Now, I want everybody to know something very very important... this is one of the BEST one-shot's I have ever written in all the years i've been writing. I've taken so much time on this one-shot and I worked on this one hard because I felt this one in my heart so deep that I just had to write it down and express it to the world. I'm usually never this dark.
This is based off of the emotions I got from a song called The way she feelsby Between the Trees. When I heard this song the first time, it caught my heart in a way that made me sit down and in the whole amount of the time the song was, come up with a plan in my head to start early the next morning.

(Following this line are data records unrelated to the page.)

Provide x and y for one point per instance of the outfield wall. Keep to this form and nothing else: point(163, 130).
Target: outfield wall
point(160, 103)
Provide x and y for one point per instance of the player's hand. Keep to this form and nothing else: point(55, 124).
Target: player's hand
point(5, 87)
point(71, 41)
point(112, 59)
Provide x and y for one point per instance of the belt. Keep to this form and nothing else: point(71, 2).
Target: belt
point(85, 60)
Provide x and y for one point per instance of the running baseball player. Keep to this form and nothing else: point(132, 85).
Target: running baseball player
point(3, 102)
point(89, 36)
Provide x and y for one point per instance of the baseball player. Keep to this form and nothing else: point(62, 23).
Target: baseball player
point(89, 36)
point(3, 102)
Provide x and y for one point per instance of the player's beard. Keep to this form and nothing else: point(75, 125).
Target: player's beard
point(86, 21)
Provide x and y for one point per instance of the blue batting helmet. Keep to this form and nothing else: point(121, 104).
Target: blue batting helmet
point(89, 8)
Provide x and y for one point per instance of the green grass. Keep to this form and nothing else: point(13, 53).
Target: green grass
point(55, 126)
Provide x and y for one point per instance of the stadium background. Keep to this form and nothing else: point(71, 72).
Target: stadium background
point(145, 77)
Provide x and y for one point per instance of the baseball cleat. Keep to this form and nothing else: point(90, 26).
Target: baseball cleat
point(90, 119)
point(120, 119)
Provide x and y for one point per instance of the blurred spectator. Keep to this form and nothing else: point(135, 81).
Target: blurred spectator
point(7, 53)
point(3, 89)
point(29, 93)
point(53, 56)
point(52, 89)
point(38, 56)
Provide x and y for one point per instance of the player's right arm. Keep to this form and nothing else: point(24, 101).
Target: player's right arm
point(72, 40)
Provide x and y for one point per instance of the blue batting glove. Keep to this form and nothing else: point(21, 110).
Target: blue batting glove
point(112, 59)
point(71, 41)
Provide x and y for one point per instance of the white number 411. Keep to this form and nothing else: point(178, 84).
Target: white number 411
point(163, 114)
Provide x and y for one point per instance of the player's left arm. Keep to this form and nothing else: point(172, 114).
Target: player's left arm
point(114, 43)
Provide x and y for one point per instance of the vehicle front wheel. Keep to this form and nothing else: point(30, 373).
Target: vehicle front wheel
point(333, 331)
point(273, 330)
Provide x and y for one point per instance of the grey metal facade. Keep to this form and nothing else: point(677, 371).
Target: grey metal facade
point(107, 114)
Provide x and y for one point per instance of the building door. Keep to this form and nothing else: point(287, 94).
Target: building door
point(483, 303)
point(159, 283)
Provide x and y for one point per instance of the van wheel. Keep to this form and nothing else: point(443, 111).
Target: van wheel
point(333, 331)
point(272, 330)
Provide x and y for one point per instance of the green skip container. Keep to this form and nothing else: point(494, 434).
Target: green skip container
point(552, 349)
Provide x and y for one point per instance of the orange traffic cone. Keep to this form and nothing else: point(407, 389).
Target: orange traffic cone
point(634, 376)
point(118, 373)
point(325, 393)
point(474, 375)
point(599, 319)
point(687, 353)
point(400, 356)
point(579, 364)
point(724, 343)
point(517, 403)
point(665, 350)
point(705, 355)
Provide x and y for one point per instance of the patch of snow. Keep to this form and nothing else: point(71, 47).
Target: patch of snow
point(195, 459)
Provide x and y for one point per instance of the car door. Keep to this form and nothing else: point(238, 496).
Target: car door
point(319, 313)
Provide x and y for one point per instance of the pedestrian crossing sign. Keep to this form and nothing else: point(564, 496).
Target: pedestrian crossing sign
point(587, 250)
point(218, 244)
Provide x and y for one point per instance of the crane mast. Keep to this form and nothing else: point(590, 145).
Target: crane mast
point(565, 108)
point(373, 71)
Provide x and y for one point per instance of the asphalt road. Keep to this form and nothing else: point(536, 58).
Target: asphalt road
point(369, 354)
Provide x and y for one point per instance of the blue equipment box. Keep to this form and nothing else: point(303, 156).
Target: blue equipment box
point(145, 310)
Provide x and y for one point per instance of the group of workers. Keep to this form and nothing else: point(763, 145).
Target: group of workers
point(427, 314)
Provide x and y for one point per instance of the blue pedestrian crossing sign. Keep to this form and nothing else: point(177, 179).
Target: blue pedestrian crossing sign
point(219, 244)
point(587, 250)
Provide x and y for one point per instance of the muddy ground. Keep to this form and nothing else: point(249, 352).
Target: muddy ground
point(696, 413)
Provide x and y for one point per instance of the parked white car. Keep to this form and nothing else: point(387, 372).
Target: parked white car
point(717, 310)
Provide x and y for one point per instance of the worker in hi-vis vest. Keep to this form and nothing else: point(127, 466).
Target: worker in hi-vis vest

I shouldn't even put this as a chapter. I should work on it some more. But I decided to put it here to see how people would feel about it. I feel so fucking strongly for this one-shot because it's so... it's so real. And I know people can feel this.
Tell everybody you know to read this and listen to that song. Whoever reads fanfiction tell them to read this one letter because this is something that i've worked hard on. This is the one letter you'll never forget.
Now onto letter T.
-Rampaging Sorrow
The Alphabet
By: Rampaging Sorrow
T is for The way she feels (Entirely in Kenshin's Point of View
I know she's upset because she's as silent as she's ever been before. She's usually a little bit bouncy and she's always giving me smiles, but now she's... just there. And that bothers me to no end because I know somethings wrong. I hate being in English class quietly. She usually talks to me, but now she's mute. That... it just irks me.
The blue in her eyes is now navy with depression and her hair of ebony isn't as bouncy or as bright as before. It's... she's just lifeless right now. I call out to her gently, and I know she won't turn to look at me, but she'll open her ears to me... why do I feel like she's barely listening?
She's been this way for about two or three years now. Eve since freshman year started, she just as these violent mood swings... these fits of depression... these thoughts of suicide that plague her and tear at my heart. I would rather have her smiling and happy again. She's my best friend, my girlfriend, my love... would you not want your everything happy?
She sits there in all her depressive glory and I can only frown as I look at her rub her arms gently, her short-sleeved shirt showing her recent tugging as she adjusts her uniform tie and she tries—I know because I taught her-- to pay attention and silence her thoughts. Her mind is so messed up.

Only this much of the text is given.